1. a kind of packaging, many condition parallel culture micro fluidic device；It is characterized in that：Described device is by micro-fluidic chip and use It is formed in the cover plate for being inoculated with cell to be cultivated；The micro-fluidic chip includes cell culture chamber array, into liquid pool and waste liquid pool, micro- Circulation road；The cell culture chamber array into liquid pool and waste liquid pool is open pond；The microchannel is closed in micro-fluidic core Inside piece；The cell culture chamber array is mutually communicated into liquid pool and waste liquid pool by microchannel；The cover plate is removably It is covered in above cell culture chamber array；The one side that the cover plate is used to be inoculated with cell to be cultivated is applied using dimethyl silicone polymer Layer.

2. micro fluidic device according to claim 1, it is characterised in that：The micro-fluidic chip material is poly dimethyl silicon Oxygen alkane.

3. micro fluidic device according to claim 1, it is characterised in that：The cover plate is nonbreakable glass piece, rigidity plastics Piece or rigid metal sheet.
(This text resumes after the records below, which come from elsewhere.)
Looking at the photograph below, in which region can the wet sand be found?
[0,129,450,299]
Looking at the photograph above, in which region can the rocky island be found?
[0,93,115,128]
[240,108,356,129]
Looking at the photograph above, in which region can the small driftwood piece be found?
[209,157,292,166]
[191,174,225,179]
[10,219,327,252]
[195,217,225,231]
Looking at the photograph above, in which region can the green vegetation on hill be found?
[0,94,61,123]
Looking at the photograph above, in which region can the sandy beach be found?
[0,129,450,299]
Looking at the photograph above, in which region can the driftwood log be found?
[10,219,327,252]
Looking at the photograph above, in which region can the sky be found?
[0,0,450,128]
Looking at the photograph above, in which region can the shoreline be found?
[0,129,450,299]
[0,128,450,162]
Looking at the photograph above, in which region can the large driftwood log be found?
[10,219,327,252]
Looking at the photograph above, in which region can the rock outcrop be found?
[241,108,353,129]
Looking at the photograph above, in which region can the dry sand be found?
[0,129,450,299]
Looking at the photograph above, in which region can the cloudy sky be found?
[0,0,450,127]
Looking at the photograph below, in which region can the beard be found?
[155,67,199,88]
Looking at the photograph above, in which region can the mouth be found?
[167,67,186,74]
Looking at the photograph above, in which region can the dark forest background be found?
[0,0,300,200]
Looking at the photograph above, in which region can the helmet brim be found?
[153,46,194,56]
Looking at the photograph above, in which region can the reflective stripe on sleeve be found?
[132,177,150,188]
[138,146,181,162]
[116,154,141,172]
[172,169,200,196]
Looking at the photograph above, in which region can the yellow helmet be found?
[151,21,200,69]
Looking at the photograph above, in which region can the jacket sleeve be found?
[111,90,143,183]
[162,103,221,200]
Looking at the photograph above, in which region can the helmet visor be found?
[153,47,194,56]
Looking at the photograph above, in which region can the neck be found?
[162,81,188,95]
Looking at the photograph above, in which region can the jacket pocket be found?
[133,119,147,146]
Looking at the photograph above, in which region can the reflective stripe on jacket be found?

4. micro fluidic device according to claim 1, it is characterised in that：Label has cell culture chamber battle array on the cover plate Arrange corresponding position mark.

5. micro fluidic device according to claim 1, it is characterised in that：Culturing room's diameter of the cell culture chamber array 5mm, height 2mm；Cultivate interventricular septum 4mm.

6. micro fluidic device according to claim 1, it is characterised in that：It further includes the cover plate and micro-fluidic chip pressure Tight clip.

7. packaging, many condition parallel culture micro fluidic device application method as described in claim 1, which is characterized in that Including following operating procedure：

1. it is inoculated with cell to be cultivated, the inoculation position of the cell and arrangement mode and cell culture chamber in cover plate PDMS coat sides Array is corresponding；

2. the cover plate for being vaccinated with cell to be cultivated is opposite with cell culture chamber array, it fits closely；

3. to the culture solution that cell is added in into liquid pool, the culture solution of the cell is delivered to each cell culture chamber along microchannel Array discharges cell culture fluid by being saturated with or perfusion cell culture fluid cultivates cell, and eventually by waste liquid pool；

4. after culture, gradually opened from a contention of micro-fluidic chip and cover plate sealing surface, until this two parts is kept completely separate, It takes out wherein cell sample and carries out subsequent analysis.